The reference to (p3,sdc) should lead here and this note on data mufflers is a recent note on the same subject of allowing but limiting data flow from a ‘confined’ world.
The section Composition of Factory is an example of a style of Keykos specification. The idea is to give names to all of the parts of some sort of object (factory here) wherein that object may differ from other objects of the same sort, or may differ from time-to-time in the same object. The only parts named here are those whose state is pertinent to understanding the relevant state of the object. It provides a principled way to speak of the logical state of an object. Often the abstract parts so named correspond to actual implementation details, but not always.
The spec refers to a “complete factory” where some later writing refers to “sealed factory”. Same thing; Sorry. A complete or sealed factory never gains holes.
Three of the factory components involve special purpose factory logic. Their purpose emerges in details of factory orders. The broken reference to “getseg” described a feature of the binder which would include instructions in its sensory yield. The newly created domain would obey these instructions to create the complex memory trees that the binder could describe. These instructions were in a special language and were interpreted by factory code which the newly created domain would obey. This meant that neither the interpreter nor the interpreted code needed to be trusted for confinement, as it ran already confined.
Keys to Factories
One might think from this description of four kinds of factory keys that all four were created at some point for each factory. Our style of speaking, however, is like the following: “There is an IEEE floating point number that represents 13275849388.” We can safely say this even though it is possible that no one has ever computed this number. A floating point number is the state of a floating point register at a point in time. A key is the state of a slot at a point in time. Saying where such keys come from is a mere convenience. I have a hard time finding out where various Java objects arise from the documentation.
A fetcher key to a factory is a small hack to overcome the limitation of 16 general purpose factory components.

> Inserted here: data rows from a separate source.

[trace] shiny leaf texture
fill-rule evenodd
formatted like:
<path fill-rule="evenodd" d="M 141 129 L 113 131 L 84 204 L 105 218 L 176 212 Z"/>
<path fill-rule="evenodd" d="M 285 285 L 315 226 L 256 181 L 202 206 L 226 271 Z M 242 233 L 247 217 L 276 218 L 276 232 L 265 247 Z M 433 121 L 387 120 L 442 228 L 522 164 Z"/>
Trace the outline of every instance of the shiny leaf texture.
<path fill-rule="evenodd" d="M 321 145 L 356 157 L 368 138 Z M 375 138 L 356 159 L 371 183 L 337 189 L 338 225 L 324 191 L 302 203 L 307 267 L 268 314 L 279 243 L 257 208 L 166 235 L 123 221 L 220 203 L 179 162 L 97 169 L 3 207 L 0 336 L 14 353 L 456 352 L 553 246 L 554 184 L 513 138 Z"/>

It was almost never needed.
A statement such as “Some factory creator keys convey rights to recall builder’s keys.” says that there are two sorts of factory creator keys. {Notes in curly brackets are conveniently repeated information that can be deduced more accurately from other information. I.e. this is not the definitive source. This is a convention from the Algol 68 manual.}
In “FC(i+j,((4,hcl));PSB,FDC,SB ==> c;BK)” the text between “FC(” and “==>” represents the message sent to FC. The text between “==>” and “)” represents the response message from FC. The text before the semicolon represents the data and the text after represents the keys within those messages.
The “i+j” is always between 0 and 3 inclusive. This follows from the following statements that i is either 0 or 2 and j is either 0 or 1. Nascent factories have a limit on the number of holes. I do not now understand the significance of i; the text seems garbled. Factories use a KID for holes when they are required to hold more than 16 holes. Otherwise they merely use a node. Few factories needed the KID. The notation “((4,hcl))” denotes a 4 byte string comprising a 32 bit integer whose value is hcl.
FCC - A Factory Creator Creator
The purpose of the dual rank creator plan is so that some factories can share a brander and so yields of different factories with the same domain creator can access each other’s parts. The obvious alternative to this design is for one factory to yield domains of different behavior.
The builder’s factory key is a blunt instrument used to populate the factory with components which the factory yield will use. The most interesting call on the builder’s key is “complete factory” which limits what subsequent components may be added thenceforth and returns two factory keys, mainly the requestor’s key.
Requestor’s key
The Requestor’s key is the tool of the user of the .program within the factory. Sending the message (n;PSB,M,W,EXIT) to the requestor’s key (for suitable n) starts the factory in motion to yield one new product. This message is most likely composed by a call invocation on the factory key. The EXIT key is a resume key to the invoker in this case. The special components play their role at this time. Special actions occur when .keeper or .program are factories; they are called to produce the corresponding object for the new domain. The builder could cope without these special services but it is much more efficient to put this hack in the factory. Part of the special logic for the address segment is legacy for early support of the C language.
The domain’s general key slots come equipped with a few useful initial keys. Note the exit key provided by the caller of the factory resume key. It is the new confined domain, obeying code provided by the builder, that may, or may not, return to the requestor. Talk of ordinals is a legacy holdover.
The 4341 was a mid-range 370 in 1980. It was much less than 1-MIP.
The order “compare discretion” would be issued to a trusted factory, of known provenance, passing a requestor’s key to a factory of suspicious origin. Factory holes impact the discretion of factories.